The Strategy That Shapes The Tech World
"Commoditize your complements" shaped everything from early computers to electric cars and may shape the AI future.
As someone who majored in Economics, the nuances of microeconomics have always fascinated me. It’s one of the reasons why I write about business strategy so much, it’s very interesting! Technology companies have used a multitude of microeconomics informed strategies to stay ahead of their competition, and continue to do so to this day.
Today we shall look at one of those strategies; commoditizing your complements. It’s the reason why Google, Tesla, Apple, Microsoft and others are the modern juggernauts that they are. As AI becomes the new paradigm with which businesses hope to shape the future, they are using this very strategy to pull away from the pack.

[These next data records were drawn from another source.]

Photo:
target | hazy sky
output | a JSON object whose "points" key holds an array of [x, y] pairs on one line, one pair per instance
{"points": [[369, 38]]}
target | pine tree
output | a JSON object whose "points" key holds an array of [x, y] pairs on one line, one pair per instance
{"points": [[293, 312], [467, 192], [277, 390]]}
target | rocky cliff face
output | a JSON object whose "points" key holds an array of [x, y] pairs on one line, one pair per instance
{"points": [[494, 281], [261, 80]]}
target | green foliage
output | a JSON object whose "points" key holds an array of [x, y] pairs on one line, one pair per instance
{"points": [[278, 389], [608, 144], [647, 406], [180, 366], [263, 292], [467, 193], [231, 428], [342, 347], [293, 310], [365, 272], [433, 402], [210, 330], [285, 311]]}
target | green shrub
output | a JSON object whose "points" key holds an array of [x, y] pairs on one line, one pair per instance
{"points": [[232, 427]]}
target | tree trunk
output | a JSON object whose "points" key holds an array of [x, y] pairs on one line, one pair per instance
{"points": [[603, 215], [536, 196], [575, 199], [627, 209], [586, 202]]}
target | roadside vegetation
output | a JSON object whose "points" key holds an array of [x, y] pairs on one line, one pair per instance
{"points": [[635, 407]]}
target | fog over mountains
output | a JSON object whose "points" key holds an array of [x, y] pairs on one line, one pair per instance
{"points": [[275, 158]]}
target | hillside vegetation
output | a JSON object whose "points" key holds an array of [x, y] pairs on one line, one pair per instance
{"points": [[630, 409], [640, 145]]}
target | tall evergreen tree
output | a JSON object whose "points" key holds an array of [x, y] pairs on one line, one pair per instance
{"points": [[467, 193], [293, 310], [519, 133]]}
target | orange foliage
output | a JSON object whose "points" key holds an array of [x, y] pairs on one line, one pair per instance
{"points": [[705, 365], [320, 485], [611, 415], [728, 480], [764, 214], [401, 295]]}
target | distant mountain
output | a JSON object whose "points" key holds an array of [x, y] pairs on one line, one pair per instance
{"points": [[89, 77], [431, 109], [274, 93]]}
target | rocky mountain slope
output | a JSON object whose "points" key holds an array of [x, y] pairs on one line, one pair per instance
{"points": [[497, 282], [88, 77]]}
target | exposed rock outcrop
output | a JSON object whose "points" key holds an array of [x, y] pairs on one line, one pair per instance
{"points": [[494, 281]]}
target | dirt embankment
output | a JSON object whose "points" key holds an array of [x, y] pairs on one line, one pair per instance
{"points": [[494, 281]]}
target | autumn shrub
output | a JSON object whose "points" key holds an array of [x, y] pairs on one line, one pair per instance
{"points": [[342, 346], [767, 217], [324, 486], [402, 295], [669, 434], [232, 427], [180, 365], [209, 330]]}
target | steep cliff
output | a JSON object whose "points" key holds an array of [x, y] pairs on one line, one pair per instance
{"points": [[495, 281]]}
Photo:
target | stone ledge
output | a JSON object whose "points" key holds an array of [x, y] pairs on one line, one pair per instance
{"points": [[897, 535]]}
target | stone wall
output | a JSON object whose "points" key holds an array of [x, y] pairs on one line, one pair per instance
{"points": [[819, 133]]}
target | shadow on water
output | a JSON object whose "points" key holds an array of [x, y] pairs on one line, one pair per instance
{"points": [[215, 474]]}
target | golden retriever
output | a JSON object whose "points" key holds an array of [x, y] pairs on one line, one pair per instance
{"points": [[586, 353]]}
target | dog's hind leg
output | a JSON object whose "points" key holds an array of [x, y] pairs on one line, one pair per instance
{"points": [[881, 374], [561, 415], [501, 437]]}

In economics, a substitute refers to a good or service that can be used in place of another. For example, apples are a substitute for oranges. Consumers may choose one good over its substitute because of preference, price et cetera. If I have an orange farm, and the price of apples goes up, people will want more oranges and my sales will go up.
A complement, on the other hand, is a good or service that is bought together with another good or service. For example, flight tickets and hotels are complements. Cars and gas are complements. Computers and operating systems. Electric cars and charging stations. To name a few. When flight prices to a certain destination go down, hotel owners see more guests. The general framework is:
All else being equal, demand for a product increases when the prices of its complements decrease.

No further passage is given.